Synthesis of a Chiral 3,6T22-Zn-MOF with a T-Shaped Bifunctional Pyrazole-Isophthalate Ligand Following the Principles of the Supramolecular Building Layer Approach

The metal–organic framework (MOF) [Zn(Isa-az-tmpz)]·~1–1.5 DMF with the novel T-shaped bifunctional linker 5-(2-(1,3,5-trimethyl-1H-pyrazol-4-yl)azo)isophthalate (Isa-az-tmpz) was obtained as a conglomerate of crystals with varying degrees of enantiomeric excess in the chiral tetragonal space groups P4(3)2(1)2 or P4(1)2(1)2. A topological analysis of the compound resulted in the rare 3,6T22-topology, deviating from the expected rtl-topology, which has been found before in pyrazolate-isophthalate-functionalized MOFs using the supramolecular building layer (SBL) approach. 3,6T22-[Zn(Isa-az-tmpz)]·~1–1.5 DMF is a potentially porous, three-dimensional structure with DMF molecules included in the corrugated channels along the a and b-axis of the as synthesized material.
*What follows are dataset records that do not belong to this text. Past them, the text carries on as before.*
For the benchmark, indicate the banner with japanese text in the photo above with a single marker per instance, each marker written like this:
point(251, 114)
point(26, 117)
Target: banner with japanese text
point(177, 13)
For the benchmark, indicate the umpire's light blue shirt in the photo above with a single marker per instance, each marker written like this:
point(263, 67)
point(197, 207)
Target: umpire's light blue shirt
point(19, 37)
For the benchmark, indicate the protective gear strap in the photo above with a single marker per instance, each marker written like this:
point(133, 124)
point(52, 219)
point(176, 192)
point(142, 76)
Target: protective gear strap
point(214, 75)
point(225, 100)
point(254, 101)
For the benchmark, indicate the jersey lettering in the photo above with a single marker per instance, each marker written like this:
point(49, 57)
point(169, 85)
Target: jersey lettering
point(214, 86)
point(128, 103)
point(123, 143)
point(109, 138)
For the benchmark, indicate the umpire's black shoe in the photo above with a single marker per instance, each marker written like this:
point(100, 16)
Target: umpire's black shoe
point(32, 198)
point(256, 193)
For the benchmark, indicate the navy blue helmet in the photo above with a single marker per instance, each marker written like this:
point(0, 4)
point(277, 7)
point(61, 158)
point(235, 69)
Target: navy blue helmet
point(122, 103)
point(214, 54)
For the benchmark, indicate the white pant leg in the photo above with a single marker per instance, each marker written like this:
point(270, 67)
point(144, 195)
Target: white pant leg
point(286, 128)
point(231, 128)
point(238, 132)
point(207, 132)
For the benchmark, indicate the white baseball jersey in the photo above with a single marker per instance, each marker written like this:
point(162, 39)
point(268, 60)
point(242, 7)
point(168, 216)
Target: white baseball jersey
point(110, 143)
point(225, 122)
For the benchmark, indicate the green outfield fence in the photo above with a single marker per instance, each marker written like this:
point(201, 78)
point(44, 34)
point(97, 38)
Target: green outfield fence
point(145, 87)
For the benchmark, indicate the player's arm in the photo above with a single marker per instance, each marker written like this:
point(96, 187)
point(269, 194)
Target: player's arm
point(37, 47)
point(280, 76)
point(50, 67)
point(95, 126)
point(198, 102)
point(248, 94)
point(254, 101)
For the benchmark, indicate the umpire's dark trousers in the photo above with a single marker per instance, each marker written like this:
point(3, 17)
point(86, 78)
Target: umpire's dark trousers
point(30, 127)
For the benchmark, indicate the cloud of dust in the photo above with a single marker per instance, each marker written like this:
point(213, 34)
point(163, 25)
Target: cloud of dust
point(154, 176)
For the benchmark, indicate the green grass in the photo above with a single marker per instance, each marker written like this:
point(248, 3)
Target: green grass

The small trigonal cross-section of about 6 × 4 Å (considering the van der Waals surface) prevents the access of N(2) and Ar under cryogenic conditions. After activation, only smaller H(2) (at 87 K) and CO(2) (at 195 K) are allowed for gas uptakes of 2 mmol g(–1) and 5.4 mmol g(–1), respectively, in the ultramicroporous material, for which a BET surface area of 496 m(2)·g(–1) was calculated from CO(2) adsorption. Thermogravimetric analysis of the compound shows a thermal stability of up to 400 °C.